On Wednesday, Conner ruled on the remaining claims, this time siding with the atheists who had challenged the policy.
While acknowledging that “in the Founding era, the primary evil that Framers sought to prevent through the Establishment Clause may well have been the establishment of a state religion aligning with one particular sect of Protestant Christianity,” he said that over time, “that understanding has evolved and, quite naturally, broadened” to rather pertain to Christianity over other religions.
“In light of this nation’s vastly diverse religious tapestry, there is no justification to sanction government’s establishment of a category of favored religions—like monotheistic or theistic faiths—through legislative prayer,” he wrote.
He concluded, in analyzing legal precedent, that there is no harm in allowing atheists to deliver the invocation as both the sacred and secular can be represented without issue. Conner opined that legislative prayer does not have to be defined as entreating God.
“[S]eeking to include secular or nontheist invocations does not automatically impugn the constitutionality of legislative prayer,” Conner concluded. “[M]any legislative bodies have granted requests from atheists, secular humanists, and other nontheists to deliver opening invocations while simultaneously permitting theistic invocations.”

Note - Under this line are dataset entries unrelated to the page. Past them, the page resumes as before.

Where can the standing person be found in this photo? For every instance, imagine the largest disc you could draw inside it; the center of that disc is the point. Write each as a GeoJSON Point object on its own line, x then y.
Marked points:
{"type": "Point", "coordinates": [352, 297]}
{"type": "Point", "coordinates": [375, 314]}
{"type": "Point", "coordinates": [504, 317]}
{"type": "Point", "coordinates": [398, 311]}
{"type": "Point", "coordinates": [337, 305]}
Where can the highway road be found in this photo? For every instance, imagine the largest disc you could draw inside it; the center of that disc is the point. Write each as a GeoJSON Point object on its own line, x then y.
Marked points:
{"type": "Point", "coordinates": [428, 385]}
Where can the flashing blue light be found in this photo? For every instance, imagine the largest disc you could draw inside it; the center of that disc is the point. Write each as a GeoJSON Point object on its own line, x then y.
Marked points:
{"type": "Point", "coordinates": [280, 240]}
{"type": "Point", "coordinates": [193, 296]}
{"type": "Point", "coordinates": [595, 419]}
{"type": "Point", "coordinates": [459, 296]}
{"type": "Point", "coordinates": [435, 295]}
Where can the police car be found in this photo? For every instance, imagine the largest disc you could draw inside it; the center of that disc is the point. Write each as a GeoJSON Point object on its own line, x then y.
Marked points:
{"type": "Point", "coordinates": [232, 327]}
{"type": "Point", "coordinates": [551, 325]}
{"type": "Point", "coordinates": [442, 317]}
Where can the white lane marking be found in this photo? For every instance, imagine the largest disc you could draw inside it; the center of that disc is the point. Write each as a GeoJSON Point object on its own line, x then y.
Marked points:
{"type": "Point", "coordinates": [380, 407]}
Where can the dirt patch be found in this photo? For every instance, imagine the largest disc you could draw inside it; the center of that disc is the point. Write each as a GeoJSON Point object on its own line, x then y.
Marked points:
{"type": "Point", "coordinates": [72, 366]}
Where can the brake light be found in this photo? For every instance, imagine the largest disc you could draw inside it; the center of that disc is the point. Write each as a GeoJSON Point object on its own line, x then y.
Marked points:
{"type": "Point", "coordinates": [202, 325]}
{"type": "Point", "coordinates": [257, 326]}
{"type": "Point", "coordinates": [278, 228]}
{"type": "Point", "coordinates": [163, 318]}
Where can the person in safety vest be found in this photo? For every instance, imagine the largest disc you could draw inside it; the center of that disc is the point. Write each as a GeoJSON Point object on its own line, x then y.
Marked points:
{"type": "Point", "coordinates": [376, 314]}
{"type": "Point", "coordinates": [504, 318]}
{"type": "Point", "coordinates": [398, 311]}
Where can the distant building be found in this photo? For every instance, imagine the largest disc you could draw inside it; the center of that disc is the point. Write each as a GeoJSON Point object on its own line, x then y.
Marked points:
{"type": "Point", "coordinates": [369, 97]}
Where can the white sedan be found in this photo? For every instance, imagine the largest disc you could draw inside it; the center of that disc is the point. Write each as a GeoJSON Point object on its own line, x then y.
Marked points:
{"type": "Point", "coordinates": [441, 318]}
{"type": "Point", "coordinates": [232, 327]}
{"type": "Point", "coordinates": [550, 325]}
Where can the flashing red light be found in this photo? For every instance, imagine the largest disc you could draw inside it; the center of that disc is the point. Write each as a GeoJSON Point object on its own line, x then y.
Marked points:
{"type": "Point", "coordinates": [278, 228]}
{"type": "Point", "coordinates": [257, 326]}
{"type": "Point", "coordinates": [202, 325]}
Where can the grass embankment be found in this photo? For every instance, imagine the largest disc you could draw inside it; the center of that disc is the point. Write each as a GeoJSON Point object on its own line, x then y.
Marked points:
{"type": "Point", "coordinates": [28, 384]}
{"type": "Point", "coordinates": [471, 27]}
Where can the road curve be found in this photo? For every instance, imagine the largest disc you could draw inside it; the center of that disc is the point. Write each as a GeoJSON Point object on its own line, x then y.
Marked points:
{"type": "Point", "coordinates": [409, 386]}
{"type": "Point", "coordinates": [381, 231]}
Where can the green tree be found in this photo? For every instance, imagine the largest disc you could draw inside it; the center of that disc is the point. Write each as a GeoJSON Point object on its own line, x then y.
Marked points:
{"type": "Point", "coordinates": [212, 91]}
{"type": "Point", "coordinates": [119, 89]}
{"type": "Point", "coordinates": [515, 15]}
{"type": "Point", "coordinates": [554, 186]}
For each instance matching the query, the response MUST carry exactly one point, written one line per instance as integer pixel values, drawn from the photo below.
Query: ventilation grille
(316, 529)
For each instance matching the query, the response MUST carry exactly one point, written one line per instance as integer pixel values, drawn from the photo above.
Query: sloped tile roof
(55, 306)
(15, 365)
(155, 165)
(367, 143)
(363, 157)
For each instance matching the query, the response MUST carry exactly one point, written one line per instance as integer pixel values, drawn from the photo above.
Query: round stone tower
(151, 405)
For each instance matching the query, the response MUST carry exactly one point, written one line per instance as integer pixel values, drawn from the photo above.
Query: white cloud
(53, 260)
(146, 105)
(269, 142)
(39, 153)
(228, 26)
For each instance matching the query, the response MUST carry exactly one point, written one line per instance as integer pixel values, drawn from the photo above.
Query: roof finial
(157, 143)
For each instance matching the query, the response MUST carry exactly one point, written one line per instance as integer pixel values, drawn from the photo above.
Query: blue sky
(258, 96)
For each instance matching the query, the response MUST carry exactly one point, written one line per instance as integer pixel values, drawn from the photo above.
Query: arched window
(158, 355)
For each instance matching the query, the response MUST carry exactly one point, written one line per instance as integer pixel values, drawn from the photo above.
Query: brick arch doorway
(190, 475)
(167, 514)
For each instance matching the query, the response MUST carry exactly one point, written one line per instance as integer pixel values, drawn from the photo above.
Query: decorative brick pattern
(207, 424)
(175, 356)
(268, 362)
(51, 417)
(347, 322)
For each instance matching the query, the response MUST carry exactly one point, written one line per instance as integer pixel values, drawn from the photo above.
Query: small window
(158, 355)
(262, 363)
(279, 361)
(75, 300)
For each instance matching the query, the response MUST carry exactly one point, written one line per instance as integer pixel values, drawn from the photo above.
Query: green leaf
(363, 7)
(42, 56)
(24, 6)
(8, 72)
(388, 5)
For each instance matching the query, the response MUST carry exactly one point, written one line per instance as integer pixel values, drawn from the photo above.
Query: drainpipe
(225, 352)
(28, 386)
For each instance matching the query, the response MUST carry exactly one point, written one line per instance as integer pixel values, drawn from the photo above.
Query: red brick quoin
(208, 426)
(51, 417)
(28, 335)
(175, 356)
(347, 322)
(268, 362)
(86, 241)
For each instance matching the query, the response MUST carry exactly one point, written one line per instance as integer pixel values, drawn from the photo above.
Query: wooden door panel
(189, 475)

“Granting such requests has not resulted in a concomitant challenge to the ability of the legislative body to open with prayer,” he said. “The two concepts are not mutually exclusive. To hold otherwise implies that ‘prayer’ in the legislative prayer context must be defined as a theistic invocation, which of course is not so.”
Pointing to language in the 2014 U.S. Supreme Court decision of Town of Greece v. Galloway, which stated that legislative prayer is to “reflect values long part of the nation’s heritage,” be “solemn and respectful in tone,” and remind “lawmakers to transcend petty differences in pursuit of a higher purpose,” Conner felt that atheists could still accomplish these purposes with their invocation.
“Nontheistic invocations are equally capable of satisfying these lofty objectives,” he concluded. “We reiterate that many legislative bodies across this nation have opened with nontheistic invocations, and there is no evidence that such prayers fared worse than their theistic counterparts at fulfilling the foregoing purposes. We further observe that both theistic and nontheistic invocations could contravene the purposes of legislative prayer if they were divisive, exclusionary, or disparaging.”
“In other words, it is the content of the prayers, rather than their theistic or nontheistic nature, that matters,” Conner said.
Read Conner’s ruling in full here.
According to the office of the chaplain of the U.S. House of Representatives, the first prayer of the Continental Congress was presented on Sept. 7, 1774 by Jacob Duche of Christ Church of Philadelphia, and was delivered in the name of Jesus.
“O Lord our Heavenly Father, high and mighty King of kings, and Lord of lords, who dost from thy throne behold all the dwellers on earth and reignest with power supreme and uncontrolled over all the kingdoms, empires and governments,” he prayed, “look down in mercy, we beseech Thee, on these our American States, who have fled to Thee from the rod of the oppressor and thrown themselves on Thy gracious protection, desiring to be henceforth dependent only on Thee.”